Ok, now let's loop through this procedure multiple times and see how we do.

In [172]:
import numpy as np

ws = []
alphas = []
y_hats = []
errors = []
dtcs = []
w = np.ones(y_train.shape[0])/y_train.shape[0]

for i in range(30):
    dtc = DecisionTreeClassifier(max_depth = 2).fit(X_train, y_train,
                                                    sample_weight = w)
    y_hat = dtc.predict(X_train)
    error_t = w[y_hat != y_train].sum()/y_train.shape[0]
    alpha = .5*np.log((1 - error_t)/error_t)
    w = w*np.exp(-alpha*y_train*y_hat)
    w = w/w.sum()
    ws.append(w)
    alphas.append(alpha)
    y_hats.append(y_hat)
    errors.append(error_t)
    dtcs.append(dtc)

In [173]:
alphas_arr = np.array(alphas)
tree_preds = np.array(y_hats) 

In [174]:
tree_preds.shape

(30, 455)

In [175]:
errors[:3]

[0.00010143702451394758, 1.6422224503675357e-06, 1.6439245142949285e-05]

In [176]:
def predict(dtrs, alphas, X):
    preds = np.vstack([alpha*dtr.predict(X) for dtr, alpha in zip(dtrs, alphas)])
    cum_preds = preds.sum(axis = 0)
    return np.where(cum_preds > 0, 1, -1)

In [177]:
predictions = predict(dtcs, alphas, X_test)
predictions[:3]

array([-1, -1, -1])

In [178]:
from sklearn.metrics import accuracy_score
accuracy_score(y_test, predictions)

0.9912280701754386

In [179]:
from sklearn.metrics import precision_score, recall_score

precision_score(y_test, predictions), recall_score(y_test, predictions)

(1.0, 0.9761904761904762)

In [185]:
from sklearn.ensemble import RandomForestClassifier
rfc = RandomForestClassifier(min_samples_leaf = 7, max_features = 'log2', 
                             random_state = 1, n_estimators = 20).fit(X_train, y_train)
rfc_predictions = rfc.predict(X_test)

precision_score(y_test, rfc_predictions), recall_score(y_test, rfc_predictions)

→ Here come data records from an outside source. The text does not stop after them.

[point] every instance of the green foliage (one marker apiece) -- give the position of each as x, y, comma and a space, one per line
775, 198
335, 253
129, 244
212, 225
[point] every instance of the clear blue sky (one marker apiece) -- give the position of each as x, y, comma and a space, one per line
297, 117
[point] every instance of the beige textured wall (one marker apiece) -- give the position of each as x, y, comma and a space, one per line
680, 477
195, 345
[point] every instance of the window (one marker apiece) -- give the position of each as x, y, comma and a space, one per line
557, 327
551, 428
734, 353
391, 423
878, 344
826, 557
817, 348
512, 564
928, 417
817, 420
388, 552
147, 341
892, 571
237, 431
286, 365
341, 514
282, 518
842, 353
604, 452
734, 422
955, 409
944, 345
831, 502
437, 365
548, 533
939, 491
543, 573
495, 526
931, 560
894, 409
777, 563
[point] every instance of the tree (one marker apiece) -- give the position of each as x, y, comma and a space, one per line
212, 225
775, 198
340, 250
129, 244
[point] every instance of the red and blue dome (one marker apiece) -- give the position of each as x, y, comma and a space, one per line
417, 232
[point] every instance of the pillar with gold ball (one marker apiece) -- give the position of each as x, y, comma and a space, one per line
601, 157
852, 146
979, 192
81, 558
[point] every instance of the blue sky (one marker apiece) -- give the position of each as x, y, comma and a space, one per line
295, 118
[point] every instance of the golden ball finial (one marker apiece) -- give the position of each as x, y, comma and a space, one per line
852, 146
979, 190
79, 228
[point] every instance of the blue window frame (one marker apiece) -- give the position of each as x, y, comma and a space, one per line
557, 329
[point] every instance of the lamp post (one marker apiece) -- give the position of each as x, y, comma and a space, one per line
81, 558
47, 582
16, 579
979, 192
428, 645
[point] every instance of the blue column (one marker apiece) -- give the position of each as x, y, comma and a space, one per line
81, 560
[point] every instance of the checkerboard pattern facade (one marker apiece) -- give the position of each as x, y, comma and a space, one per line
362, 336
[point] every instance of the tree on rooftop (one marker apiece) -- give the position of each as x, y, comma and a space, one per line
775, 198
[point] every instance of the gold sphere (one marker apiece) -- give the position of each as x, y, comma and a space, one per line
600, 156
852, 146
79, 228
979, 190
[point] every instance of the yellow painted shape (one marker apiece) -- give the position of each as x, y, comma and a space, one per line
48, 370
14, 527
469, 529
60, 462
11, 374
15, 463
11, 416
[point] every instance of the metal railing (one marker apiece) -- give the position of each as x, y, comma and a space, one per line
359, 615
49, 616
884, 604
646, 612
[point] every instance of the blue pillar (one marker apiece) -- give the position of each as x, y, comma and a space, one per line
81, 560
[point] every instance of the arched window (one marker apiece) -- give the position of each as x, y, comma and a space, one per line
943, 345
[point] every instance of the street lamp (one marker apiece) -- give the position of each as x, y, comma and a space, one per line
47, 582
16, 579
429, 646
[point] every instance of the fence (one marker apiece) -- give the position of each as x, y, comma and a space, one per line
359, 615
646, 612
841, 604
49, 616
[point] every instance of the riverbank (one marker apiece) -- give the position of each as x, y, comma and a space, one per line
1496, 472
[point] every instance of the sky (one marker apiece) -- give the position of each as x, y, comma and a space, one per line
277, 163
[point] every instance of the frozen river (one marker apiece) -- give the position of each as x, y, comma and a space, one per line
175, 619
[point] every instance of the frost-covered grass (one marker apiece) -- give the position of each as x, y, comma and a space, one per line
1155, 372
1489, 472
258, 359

(0.9512195121951219, 0.9285714285714286)

### Wrapping Up

We can see in the above that we were quite successful in our adaboost procedure.  The main new component that we learned was how to update our weights.

$w_t = w_{t - 1}*e^{-\alpha*y_i*(h_{t-1})} $

We saw that we do this by using $y_i*h_{t-1}$, to toggle our update between:

* $e^{\alpha}$ when an observation is **incorrectly** classified, and 
* $\frac{1}{e^\alpha}$ when a weight is **correctly** classified

So this leads each successive classifier to provide more weight to observations that were previously classified incorrectly, and especially by influential classifiers.

After going through one cycle, we then trained thirty successive decision trees to train a model that outperformed our random forest.